North Carolina Deer & Elk Farmers Association
An association ensuring the future of whitetail deer, elk, and other cervidae farming within our state

Pere David's Deer

Pere David's Deer

Description

Large, brown-to-buff deer with broad hoofs and dark tail tassel. In winter, males grow shaggy throat mane. Newborns woolly with white spots. Males grow unique antler type with foreshaft branching two or three times white hindshaft sweeps back in a simple curve. Large antlers 25 to 36 inches. In Texas, velvet shed in August with antlers dropped in January and February. Further north and east, many stags in hard antler from late April or early May until December or January. Male weight 400 to 500 pounds, but drop 100 pounds of more during rut. Female 300-355 pounds.

Food Habits

Do fine all year on grass, but prefer rushes and other aquatic plants in summer. Occasionally eat a few leaves. Relish acorns.

Habitat

Native to marshes and wetlands along rivers. Exotics thrive on grass areas with trees and large ponds or streams available.

Water & Climate

Wallow in cold weather as well as hot weather. Lounge in water to moderate heat. Quite winter-hardy as long as they have sufficient forage. Use tree for shelter.

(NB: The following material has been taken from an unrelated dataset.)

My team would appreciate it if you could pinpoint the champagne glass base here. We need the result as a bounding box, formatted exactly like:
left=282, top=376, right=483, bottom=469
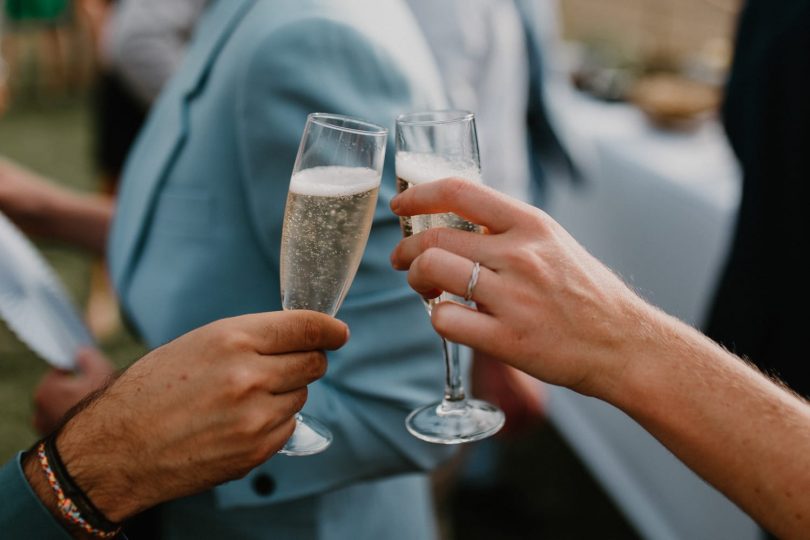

Temperament & Compatibility

Generally placid. Generally compatible, but best not pastured with Red Deer or Elk.

Breeding Season

May to September. (Texas August to September).Each stag ruts for two weeks during six-week rut period. Keep two to three males with females during rut to competition to insure breeding. Rutting stags very noisy.

Birthing Season

March to June.

Gestation and Young Per Birth

9.5 months; 1 young.

Sexual Maturity

Male 2 yr; Female 2 yr.

Status

Extinct in wild in native China, however, Pere David Deer are farmed in the United States, allowing this species to continue to exist.